Requires Python 3.12+ and uv.

As a uv tool (recommended)

# Linux/Windows with NVIDIA GPU (CUDA 13.0)
uv tool install sam-track --prerelease=allow --with "tokenizers==0.22.1" --index https://download.pytorch.org/whl/cu130 --index-strategy unsafe-best-match

# macOS with Apple Silicon (MPS)
uv tool install sam-track --prerelease=allow --with "tokenizers==0.22.1"

After installation, sam-track is available globally.

Ad-hoc with uvx

# Linux/Windows with NVIDIA GPU
uvx --prerelease=allow --with "tokenizers==0.22.1" --index https://download.pytorch.org/whl/cu130 --index-strategy unsafe-best-match sam-track --help

# macOS with Apple Silicon
uvx --prerelease=allow --with "tokenizers==0.22.1" sam-track --help

From source

git clone https://github.com/talmolab/sam-track && cd sam-track
uv sync
uv run sam-track --help

GPU Requirements

Platform Requirement
Linux NVIDIA driver 580.65.06+ (CUDA 13.0)
Windows NVIDIA driver 580.65+ (CUDA 13.0)
macOS Apple Silicon (MPS, no driver needed)

Check your setup:

sam-track system

First-time Setup

SAM3 is a gated model requiring HuggingFace authentication.

1. Check status:

sam-track auth

2. If not authenticated, create a token:

  1. Go to https://huggingface.co/settings/tokens
  2. Click Create new token
  3. Name it sam-track, select Read permission
  4. Login:
sam-track auth --token hf_...

3. If no model access, request it:

  1. Go to https://huggingface.co/facebook/sam3
  2. Fill out the access request form
  3. Run sam-track auth again to verify

Quick Start

# Track a mouse by text description, output bounding boxes
sam-track track video.mp4 --text "mouse" --bbox

# Track from ROI annotations, output masks
sam-track track video.mp4 --roi annotations.yml --seg

# Track from SLEAP poses, output tracked SLP
sam-track track video.mp4 --pose labels.slp --slp

Prompting Modes

sam-track supports three ways to specify what to track:

Text Prompts (--text)

Track objects by natural language description. SAM3 detects matching objects in the first frame and tracks them through the video.

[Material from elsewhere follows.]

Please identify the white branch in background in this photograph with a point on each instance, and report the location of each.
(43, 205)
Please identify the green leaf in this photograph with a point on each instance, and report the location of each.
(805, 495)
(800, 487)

# Track a single object type
sam-track track video.mp4 --text "mouse" --bbox

# Track with description
sam-track track video.mp4 --text "black mouse" --bbox --seg

# Output to custom paths
sam-track track video.mp4 --text "fly" \
  --bbox-output fly_tracks.json \
  --seg-output fly_masks.h5

ROI Prompts (--roi)

Track from polygon regions defined in a labelroi YAML file. Polygons are converted to binary masks for SAM3.

# Track from ROI annotations
sam-track track video.mp4 --roi rois.yml --bbox

# Output both formats
sam-track track video.mp4 --roi rois.yml --bbox --seg

ROI YAML format:

video: video.mp4
frame_idx: 0
resolution: [1920, 1080]
rois:
  - id: 0
    name: mouse1
    polygon: [[100, 200], [150, 200], [150, 250], [100, 250]]
  - id: 1
    name: mouse2
    polygon: [[300, 400], [350, 400], [350, 450], [300, 450]]

Pose Prompts (--pose)

Track from SLEAP pose annotations. Keypoints from labeled frames are used as point prompts for SAM3.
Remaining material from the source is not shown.